Le corpoworking quèsaco ? Un mot valise, contraction de corporate et de coworking, un nouveau type d’espace de travail qui emprunte aux tiers-lieux et autres espaces de coworking leurs principaux atouts, à savoir la flexibilité, l’échange et l’animation. À ceci près que les entreprises et grands groupes sont les principaux clients de ces nouvelles entités, ce qui est rarement le cas dans les structures traditionnelles. Offre de service innovante, l’espace de corpoworking combine ainsi les avantages des uns (mutualisation des ressources, mise à disposition d’espaces de travail communs) tout en permettant aux entreprises adhérentes de disposer d’un espace dédié à leurs collaborateurs, à l’image d’un bureau de proximité. Dans la région, d’ici 2022, quatre espaces de corpoworking devraient ainsi voir le jour sous l’impulsion d’Action Logement, dont le directeur régional, François Magne, a présenté les détails du projet à l’occasion de la dernière Mêlée numérique. 

« AUX QUATRE POINTS CARDINAUX DE TOULOUSE » 

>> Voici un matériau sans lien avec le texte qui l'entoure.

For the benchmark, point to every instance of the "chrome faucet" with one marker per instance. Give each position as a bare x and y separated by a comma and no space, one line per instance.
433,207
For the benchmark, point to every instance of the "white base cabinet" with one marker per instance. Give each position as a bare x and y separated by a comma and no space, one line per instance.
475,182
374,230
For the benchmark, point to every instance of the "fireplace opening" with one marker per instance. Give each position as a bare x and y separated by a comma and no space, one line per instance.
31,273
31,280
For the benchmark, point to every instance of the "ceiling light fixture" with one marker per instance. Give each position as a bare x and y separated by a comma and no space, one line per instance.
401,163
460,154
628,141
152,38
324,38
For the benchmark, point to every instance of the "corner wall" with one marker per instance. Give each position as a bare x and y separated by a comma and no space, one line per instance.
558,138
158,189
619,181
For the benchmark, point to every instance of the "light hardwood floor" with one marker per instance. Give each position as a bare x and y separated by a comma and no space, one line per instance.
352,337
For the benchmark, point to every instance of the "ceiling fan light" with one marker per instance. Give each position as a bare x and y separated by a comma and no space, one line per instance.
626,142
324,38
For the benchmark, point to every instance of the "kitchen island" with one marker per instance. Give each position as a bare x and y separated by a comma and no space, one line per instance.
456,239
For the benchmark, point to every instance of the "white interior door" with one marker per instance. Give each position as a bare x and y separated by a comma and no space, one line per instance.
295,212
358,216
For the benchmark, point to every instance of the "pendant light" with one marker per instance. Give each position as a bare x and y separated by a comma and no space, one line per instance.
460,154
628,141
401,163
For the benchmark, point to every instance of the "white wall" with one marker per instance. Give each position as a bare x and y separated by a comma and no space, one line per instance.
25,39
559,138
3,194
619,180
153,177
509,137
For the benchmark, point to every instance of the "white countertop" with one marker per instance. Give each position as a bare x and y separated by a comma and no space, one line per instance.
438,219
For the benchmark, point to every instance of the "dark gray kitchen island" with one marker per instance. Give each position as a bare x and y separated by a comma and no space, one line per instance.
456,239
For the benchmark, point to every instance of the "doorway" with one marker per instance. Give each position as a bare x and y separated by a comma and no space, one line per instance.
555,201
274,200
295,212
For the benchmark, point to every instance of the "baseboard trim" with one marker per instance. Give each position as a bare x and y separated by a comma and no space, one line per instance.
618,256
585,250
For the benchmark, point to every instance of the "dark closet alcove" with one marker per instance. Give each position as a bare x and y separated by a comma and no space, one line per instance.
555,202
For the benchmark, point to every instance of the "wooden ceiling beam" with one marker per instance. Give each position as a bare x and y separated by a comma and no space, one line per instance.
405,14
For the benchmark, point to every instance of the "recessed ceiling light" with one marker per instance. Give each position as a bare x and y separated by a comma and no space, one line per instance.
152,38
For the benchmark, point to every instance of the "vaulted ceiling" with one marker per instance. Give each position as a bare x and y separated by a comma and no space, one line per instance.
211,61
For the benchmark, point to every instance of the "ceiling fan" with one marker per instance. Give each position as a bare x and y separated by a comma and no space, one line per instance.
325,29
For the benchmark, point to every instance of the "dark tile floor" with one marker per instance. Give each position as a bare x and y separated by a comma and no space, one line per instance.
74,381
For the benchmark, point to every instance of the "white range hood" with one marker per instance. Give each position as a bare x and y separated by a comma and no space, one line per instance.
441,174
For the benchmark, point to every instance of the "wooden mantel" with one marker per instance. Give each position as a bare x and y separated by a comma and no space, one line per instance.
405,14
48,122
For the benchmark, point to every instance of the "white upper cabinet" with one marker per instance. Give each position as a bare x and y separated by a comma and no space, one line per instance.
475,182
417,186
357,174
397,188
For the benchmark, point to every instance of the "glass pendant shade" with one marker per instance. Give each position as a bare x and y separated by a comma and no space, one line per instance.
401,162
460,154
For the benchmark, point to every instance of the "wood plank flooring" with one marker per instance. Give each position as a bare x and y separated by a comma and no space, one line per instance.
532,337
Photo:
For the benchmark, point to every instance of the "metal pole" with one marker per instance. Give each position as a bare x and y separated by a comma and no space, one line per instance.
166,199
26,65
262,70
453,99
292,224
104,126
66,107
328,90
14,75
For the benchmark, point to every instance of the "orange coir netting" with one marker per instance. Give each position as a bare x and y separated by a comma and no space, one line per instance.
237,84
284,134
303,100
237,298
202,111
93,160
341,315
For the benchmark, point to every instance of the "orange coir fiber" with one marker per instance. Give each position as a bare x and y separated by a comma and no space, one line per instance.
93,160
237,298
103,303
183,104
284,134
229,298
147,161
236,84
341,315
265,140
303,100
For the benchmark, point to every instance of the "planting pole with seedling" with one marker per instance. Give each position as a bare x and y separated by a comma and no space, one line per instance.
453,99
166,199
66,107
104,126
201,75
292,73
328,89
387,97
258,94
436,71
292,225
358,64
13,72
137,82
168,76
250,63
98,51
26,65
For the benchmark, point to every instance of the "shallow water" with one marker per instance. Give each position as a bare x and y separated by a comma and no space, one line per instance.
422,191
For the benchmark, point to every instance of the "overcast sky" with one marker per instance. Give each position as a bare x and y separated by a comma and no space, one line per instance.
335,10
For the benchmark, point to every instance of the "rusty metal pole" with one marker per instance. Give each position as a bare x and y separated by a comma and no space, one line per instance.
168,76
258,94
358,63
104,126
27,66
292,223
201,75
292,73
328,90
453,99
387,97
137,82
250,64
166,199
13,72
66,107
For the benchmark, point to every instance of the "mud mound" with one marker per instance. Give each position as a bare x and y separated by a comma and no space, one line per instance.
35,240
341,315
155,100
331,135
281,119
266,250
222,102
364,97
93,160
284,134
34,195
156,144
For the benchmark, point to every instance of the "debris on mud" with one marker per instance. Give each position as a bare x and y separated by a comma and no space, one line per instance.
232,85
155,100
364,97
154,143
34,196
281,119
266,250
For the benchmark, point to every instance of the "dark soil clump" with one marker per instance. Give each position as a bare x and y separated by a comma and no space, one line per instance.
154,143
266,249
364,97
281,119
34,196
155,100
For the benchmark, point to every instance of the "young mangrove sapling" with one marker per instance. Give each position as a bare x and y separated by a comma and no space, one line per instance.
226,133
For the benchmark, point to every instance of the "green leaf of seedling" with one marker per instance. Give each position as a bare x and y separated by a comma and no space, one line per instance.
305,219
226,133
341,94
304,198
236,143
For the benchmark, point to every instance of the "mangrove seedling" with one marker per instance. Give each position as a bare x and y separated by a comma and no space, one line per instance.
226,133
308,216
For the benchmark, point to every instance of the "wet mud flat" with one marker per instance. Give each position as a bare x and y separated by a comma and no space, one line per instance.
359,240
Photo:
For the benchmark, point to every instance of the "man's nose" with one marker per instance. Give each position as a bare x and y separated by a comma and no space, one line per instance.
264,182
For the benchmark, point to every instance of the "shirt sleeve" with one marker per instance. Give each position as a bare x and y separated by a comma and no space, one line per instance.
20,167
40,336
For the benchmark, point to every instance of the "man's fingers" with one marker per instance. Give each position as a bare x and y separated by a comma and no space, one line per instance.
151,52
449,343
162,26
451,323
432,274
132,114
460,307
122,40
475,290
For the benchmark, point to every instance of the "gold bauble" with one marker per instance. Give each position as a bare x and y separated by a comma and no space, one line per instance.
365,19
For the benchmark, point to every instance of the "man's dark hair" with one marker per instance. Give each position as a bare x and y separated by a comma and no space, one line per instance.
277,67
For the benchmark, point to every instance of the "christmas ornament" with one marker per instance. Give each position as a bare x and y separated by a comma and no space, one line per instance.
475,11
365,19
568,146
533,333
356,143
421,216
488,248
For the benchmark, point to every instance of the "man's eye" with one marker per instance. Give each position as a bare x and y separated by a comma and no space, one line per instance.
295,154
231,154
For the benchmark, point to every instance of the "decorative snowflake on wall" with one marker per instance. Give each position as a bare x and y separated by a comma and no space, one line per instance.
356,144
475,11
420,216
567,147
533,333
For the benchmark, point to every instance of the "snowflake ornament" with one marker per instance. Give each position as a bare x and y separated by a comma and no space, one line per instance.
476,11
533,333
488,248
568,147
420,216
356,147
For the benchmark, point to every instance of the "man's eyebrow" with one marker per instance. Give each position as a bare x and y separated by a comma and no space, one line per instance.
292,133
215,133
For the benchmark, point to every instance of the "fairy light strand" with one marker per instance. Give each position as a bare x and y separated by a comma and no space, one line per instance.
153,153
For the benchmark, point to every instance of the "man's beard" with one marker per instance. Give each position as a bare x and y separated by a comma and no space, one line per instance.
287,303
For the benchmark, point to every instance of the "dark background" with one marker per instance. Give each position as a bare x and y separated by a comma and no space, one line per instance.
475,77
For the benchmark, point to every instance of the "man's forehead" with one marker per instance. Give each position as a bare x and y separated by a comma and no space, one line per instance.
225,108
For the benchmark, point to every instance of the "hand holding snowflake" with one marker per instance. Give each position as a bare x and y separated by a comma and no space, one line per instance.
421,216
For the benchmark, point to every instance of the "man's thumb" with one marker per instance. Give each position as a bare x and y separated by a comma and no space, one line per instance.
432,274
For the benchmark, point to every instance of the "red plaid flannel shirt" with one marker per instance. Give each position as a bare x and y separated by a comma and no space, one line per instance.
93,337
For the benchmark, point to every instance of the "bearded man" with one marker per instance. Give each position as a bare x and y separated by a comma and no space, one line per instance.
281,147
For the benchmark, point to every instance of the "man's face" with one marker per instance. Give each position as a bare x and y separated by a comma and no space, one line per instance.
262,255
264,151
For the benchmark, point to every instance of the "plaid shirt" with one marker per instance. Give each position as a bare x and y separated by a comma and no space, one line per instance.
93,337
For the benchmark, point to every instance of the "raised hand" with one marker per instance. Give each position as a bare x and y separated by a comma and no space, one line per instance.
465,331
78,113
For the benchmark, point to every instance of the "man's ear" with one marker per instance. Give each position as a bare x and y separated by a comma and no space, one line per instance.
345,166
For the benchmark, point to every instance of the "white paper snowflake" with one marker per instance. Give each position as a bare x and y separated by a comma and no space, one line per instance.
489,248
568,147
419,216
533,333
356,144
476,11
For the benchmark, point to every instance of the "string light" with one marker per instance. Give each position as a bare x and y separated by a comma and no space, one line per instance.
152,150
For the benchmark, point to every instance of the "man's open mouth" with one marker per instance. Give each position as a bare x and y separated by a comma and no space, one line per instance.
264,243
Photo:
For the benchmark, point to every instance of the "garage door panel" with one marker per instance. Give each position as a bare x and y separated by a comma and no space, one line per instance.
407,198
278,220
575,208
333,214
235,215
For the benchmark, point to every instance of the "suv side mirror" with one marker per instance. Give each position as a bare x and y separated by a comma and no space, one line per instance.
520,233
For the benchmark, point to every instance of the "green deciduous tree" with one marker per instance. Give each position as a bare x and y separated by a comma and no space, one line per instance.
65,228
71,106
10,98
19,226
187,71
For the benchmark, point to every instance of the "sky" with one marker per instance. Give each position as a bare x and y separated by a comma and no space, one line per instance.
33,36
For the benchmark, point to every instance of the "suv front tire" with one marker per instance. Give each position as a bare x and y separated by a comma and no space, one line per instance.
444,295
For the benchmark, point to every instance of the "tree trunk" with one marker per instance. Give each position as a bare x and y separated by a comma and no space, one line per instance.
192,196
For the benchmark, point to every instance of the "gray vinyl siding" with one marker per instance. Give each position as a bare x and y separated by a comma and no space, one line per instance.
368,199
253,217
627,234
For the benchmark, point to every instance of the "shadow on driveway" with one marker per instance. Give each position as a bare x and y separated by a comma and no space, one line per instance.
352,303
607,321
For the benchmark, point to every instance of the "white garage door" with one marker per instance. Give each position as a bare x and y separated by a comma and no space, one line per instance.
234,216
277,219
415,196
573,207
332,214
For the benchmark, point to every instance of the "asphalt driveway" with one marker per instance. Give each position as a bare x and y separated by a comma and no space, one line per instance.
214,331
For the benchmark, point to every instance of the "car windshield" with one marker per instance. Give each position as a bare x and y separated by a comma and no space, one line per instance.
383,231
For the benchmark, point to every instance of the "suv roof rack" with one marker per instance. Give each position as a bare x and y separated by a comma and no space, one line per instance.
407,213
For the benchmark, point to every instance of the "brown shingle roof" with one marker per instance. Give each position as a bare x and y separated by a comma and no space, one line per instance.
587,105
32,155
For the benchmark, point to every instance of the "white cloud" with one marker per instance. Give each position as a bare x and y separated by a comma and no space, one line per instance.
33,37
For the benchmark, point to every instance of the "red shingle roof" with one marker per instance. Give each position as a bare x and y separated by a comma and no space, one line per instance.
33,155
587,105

Acteur de référence du logement social et intermédiaire en France, Action Logement, qui gère paritairement la Participation des employeurs à l’effort de construction (PEEC) – le fameux 1 % logement, devenu 0,45 % au fil des ans –, planche sur le sujet depuis 2017 et l’adoption des ordonnances sur le télétravail. Des travaux que la crise sanitaire a évidemment accélérés. « Nous avions l’habitude de travailler sur la problématique du rapprochement domicile/travail afin de permettre aux salariés un accès à l’emploi le plus facile possible. Constatant que nous sommes dans une région où la fibre et le haut débit sont assez développés, que nous allons vers une dématérialisation de plus en plus poussée des échanges, nous nous sommes dit qu’il y avait une carte à jouer. » D’autant, que poursuit François Magne, « après avoir été longtemps centrés sur des zones très tendues où le besoin de logements était le plus difficile à satisfaire pour les salariés, depuis quelques années nous reprenons pied dans des territoires plus ruraux, en participant à des politiques comme Action Cœur de ville, dans les villes moyennes. » La réflexion menée par le comité régional Action Logement Occitanie et sa commission logement résilient autour de la création de ces espaces de corpoworking en périphérie de la métropole vise ainsi à répondre à de multiples enjeux : réaménagement du territoire, lutte contre la pollution, amélioration de la qualité de vie, etc. « Le déplacement le plus utile, c’est celui que l’on ne fait pas, ajoute le directeur régional d’Action Logement. Cela permet de limiter l’engorgement des métropoles tout en redonnant du temps aux salariés. »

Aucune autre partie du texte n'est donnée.